When they injected engineered mice with the carrier peptide bound to different siRNAs, the conjugates were able to significantly reduce the production of green fluorescent protein as well as endogenous proteins. The silencing was specific to the brain of the animals, and liver and spleen were not affected.
In a final set of experiments, the researchers infected mice with viral encephalitis and then treated them with intravenous administration of either protective or control siRNAs bound to the delivery protein or another part of the rabies virus that does not cross the blood-brain barrier. Eighty percent of the mice treated with the protective siRNAs bound to the effective carrier survived, while the viral encephalitis was uniformly fatal to animals in the various control groups.

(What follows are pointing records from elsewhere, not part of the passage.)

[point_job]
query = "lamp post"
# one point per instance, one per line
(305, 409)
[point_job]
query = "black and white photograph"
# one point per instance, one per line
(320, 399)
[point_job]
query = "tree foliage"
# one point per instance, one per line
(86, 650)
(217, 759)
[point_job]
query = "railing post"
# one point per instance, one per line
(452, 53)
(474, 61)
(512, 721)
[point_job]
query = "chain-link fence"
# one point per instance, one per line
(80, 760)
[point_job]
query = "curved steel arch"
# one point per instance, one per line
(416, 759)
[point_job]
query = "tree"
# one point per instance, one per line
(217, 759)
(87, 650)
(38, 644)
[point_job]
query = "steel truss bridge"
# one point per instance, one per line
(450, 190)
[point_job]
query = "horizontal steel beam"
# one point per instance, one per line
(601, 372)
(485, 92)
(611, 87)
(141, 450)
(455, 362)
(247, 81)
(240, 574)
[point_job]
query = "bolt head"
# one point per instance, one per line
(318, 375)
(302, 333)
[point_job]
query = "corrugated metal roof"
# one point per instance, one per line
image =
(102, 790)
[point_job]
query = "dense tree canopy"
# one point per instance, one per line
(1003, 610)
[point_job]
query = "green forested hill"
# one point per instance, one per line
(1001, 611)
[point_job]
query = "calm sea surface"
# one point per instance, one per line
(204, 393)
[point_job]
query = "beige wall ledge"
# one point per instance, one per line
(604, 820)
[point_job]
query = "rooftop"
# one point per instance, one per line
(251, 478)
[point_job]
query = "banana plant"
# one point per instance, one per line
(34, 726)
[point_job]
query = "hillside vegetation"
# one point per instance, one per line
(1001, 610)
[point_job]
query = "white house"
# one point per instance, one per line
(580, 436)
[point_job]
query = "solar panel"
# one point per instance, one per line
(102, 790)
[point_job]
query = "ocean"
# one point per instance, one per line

The limits of the new technology are not yet clear, but "we are already delivering things that are larger than what can normally cross" the blood-brain barrier, Ryan Dietz of the Office of Technology Development at the CBR Institute told BioWorld Today. "So the proof of concept is there." Dietz said the Institute "is looking to collaborate with companies with dovetailing capabilities" to commercialize the technology. SiRNa companies are an obvious target group, but given the possibility of delivering packaged antibodies and small molecules, Dietz believes that the potential group of collaborators is much wider - and could include compounds that have previously failed in clinical development due to delivery problems or side effects.